Dive Brief:
- Kroger Precision Marketing (KPM), the retail chain's media advertising business, released a new sales attribution feature that aims to give brands better transparency into their ad spend across the retailer's properties, according to a press release.
- Kroger's self-service advertising platform now helps advertisers connect the dots between in-store and online campaigns with verified transactions that take place both online and in-store.
- The new feature determines the data from ads such as sponsored product listing ads and banner display ads on Kroger's websites and mobile apps using KPM data and Microsoft PromoteIQ technology. The new feature aims to help advertisers better understand campaign performance and optimize media against ad spend.
Dive Insight:
As interest grows in media placements directly offered by retailers across their own properties, this latest development from Kroger is an attempt to ensure it retains a competitive edge in an increasingly competitive space by addressing an age-old problem advertisers face — which ad, if any, led to a sale.
Attribution has continuously been a challenge in the digital marketing space. Often, advertisers can't tell if a billboard or an email was the trigger that ultimately led to a sale, causing friction in marketing departments as different channels compete for limited ad dollars. In the retail space, it's difficult to know whether an in-store shopper made a purchase after seeing an ad online or on their phone.

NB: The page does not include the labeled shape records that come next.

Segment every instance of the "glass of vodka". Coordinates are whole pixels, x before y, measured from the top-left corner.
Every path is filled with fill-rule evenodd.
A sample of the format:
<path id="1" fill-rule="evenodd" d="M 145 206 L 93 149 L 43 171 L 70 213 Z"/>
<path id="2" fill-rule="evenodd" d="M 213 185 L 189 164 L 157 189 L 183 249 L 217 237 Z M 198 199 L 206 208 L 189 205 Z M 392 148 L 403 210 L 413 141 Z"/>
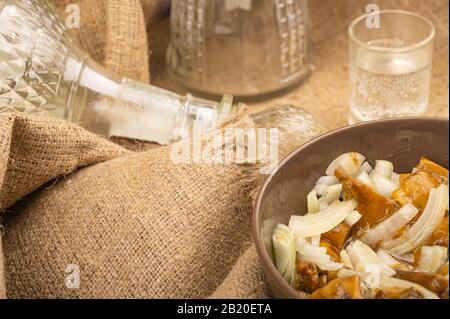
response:
<path id="1" fill-rule="evenodd" d="M 382 10 L 348 30 L 349 123 L 420 116 L 428 108 L 435 28 L 407 11 Z"/>

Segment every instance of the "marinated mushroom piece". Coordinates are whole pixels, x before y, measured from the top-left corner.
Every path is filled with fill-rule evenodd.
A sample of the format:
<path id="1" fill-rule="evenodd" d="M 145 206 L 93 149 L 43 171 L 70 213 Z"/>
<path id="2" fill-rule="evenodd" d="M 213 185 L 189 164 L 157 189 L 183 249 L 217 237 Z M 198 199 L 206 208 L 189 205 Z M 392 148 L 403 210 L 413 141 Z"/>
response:
<path id="1" fill-rule="evenodd" d="M 429 160 L 428 158 L 422 157 L 417 168 L 419 170 L 422 168 L 427 168 L 433 173 L 439 182 L 448 184 L 448 169 Z"/>
<path id="2" fill-rule="evenodd" d="M 397 270 L 395 277 L 421 285 L 437 295 L 441 295 L 448 288 L 448 279 L 439 274 Z"/>
<path id="3" fill-rule="evenodd" d="M 321 239 L 329 242 L 337 249 L 337 254 L 344 248 L 345 243 L 350 238 L 351 227 L 347 226 L 345 223 L 340 223 L 332 230 L 327 231 L 321 235 Z"/>
<path id="4" fill-rule="evenodd" d="M 344 197 L 355 199 L 356 210 L 361 219 L 355 224 L 356 230 L 370 228 L 391 216 L 400 204 L 378 194 L 373 188 L 348 175 L 343 170 L 336 170 L 336 177 L 342 182 Z"/>
<path id="5" fill-rule="evenodd" d="M 320 240 L 320 247 L 324 247 L 327 250 L 327 255 L 331 257 L 332 261 L 340 262 L 341 257 L 339 256 L 339 250 L 325 239 Z"/>
<path id="6" fill-rule="evenodd" d="M 307 213 L 273 233 L 278 270 L 312 299 L 448 299 L 448 170 L 373 163 L 355 152 L 331 162 Z"/>
<path id="7" fill-rule="evenodd" d="M 445 216 L 436 230 L 428 237 L 425 246 L 443 246 L 448 248 L 448 216 Z"/>
<path id="8" fill-rule="evenodd" d="M 439 274 L 442 276 L 448 276 L 448 260 L 447 263 L 439 270 Z"/>
<path id="9" fill-rule="evenodd" d="M 375 295 L 375 299 L 423 299 L 414 288 L 382 288 Z"/>
<path id="10" fill-rule="evenodd" d="M 359 276 L 336 278 L 311 294 L 311 299 L 364 299 Z"/>
<path id="11" fill-rule="evenodd" d="M 440 184 L 431 170 L 422 166 L 415 173 L 400 177 L 400 188 L 392 193 L 392 198 L 402 204 L 412 203 L 423 210 L 427 205 L 430 190 Z"/>
<path id="12" fill-rule="evenodd" d="M 323 280 L 319 275 L 319 269 L 310 262 L 297 262 L 297 273 L 295 274 L 295 289 L 307 293 L 323 287 L 326 284 L 326 278 Z"/>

By attempting to give transparency into where and how ads run and tracking this against actual sales data, Kroger is aiming high in appealing to brands. This follows another advertiser-friendly move the company made last year when KPM partnered with Pinterest to enable advertisers to leverage the supermarket chain's first-party data for targeting ads on the social platform in order to track consumers from digital inspiration to purchase. Kroger captures 96% of all transactions through its loyalty card. Brands can use this data to identify the most effective audience and create connections to measure sales impact.
Traditional retailers have embraced their first-party data to push into the advertising space, understanding full well that transactional data is appealing to advertisers. Amazon's ad sales business is rapidly growing, and retail giant Walmart recently debuted its own self-service ad platform aimed to enable marketers to easily purchase search and sponsored product ads in an auction-based marketplace.